Now, the hermes usually comes in to my favor. As shortly as we laid my eyes upon hermes watch , we cruise it to be my subsequent infrequent bag for every day use. Hermes Jewellery facilities so sporty to assistance me classify a store my every day stuff. Still, it is both good befitting for worldly as good as infrequent occasions.
Chanel handbags have been around for quite some time and remain one of the most popular styles of Chanel handbag . Out of all of the Chanel that are available on the market now and have been in the past, the Reporter handbag is one of the most widely recognized, even by those that do not own a single chanel watches .
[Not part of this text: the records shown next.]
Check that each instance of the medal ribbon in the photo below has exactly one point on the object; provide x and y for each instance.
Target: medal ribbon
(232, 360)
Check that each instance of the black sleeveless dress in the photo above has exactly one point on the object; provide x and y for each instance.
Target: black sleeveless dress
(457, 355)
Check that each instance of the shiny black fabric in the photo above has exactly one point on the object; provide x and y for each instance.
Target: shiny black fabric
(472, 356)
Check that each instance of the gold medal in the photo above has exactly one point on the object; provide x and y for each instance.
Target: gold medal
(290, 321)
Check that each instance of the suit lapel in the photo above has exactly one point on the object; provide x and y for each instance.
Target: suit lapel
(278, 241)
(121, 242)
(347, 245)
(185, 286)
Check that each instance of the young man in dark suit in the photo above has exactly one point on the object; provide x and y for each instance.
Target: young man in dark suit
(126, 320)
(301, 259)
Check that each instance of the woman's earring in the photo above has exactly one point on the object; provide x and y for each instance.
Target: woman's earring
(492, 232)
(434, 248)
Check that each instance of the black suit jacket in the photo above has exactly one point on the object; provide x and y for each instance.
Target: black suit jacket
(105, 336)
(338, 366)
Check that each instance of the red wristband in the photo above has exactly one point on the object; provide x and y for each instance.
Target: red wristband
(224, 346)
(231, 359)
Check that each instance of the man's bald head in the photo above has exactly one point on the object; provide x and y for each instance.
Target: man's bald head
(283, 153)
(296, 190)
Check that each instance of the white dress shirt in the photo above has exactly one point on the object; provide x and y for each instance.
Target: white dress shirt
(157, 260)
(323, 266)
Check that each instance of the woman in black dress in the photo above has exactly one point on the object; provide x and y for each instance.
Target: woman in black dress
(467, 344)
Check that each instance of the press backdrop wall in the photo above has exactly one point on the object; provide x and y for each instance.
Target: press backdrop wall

daidaihua works as a fat binder that binds the fat of the body up to 29 percent and thus makes the body use the fat as an energy source. It is available both online and on the local stores. What’s more, all the obese folks cater lida slimming as a very effective weight reduction pill that not only burn the fat but lida also helps to fight the hunger pangs. slimming capsule is said to be a very effective name when it comes to burn the extra pounds which the body use as a source of energy. slimming capsules has that natural elements that can befool our mind in accepting the fact that our tummy is full and we do not need to eat. Thus, we can manage to escape many calories in form of food intake by lida daidaihua .
Nowadays, we can see that Tiffany jewellery are loved by a great many of people around the world, and most of them are women. “Style is to be simple”, this is the theme of design of silver necklaces . The quality of Tiffany pendants is absolutely mesmerizing and the designs look ultimately brilliant. They are luxurious and beautiful. It has marketed itself as a leader of taste and style. Tiffany bracelets soft silver and beautiful style is the dreams of those women who love beauty. They are drooled with it.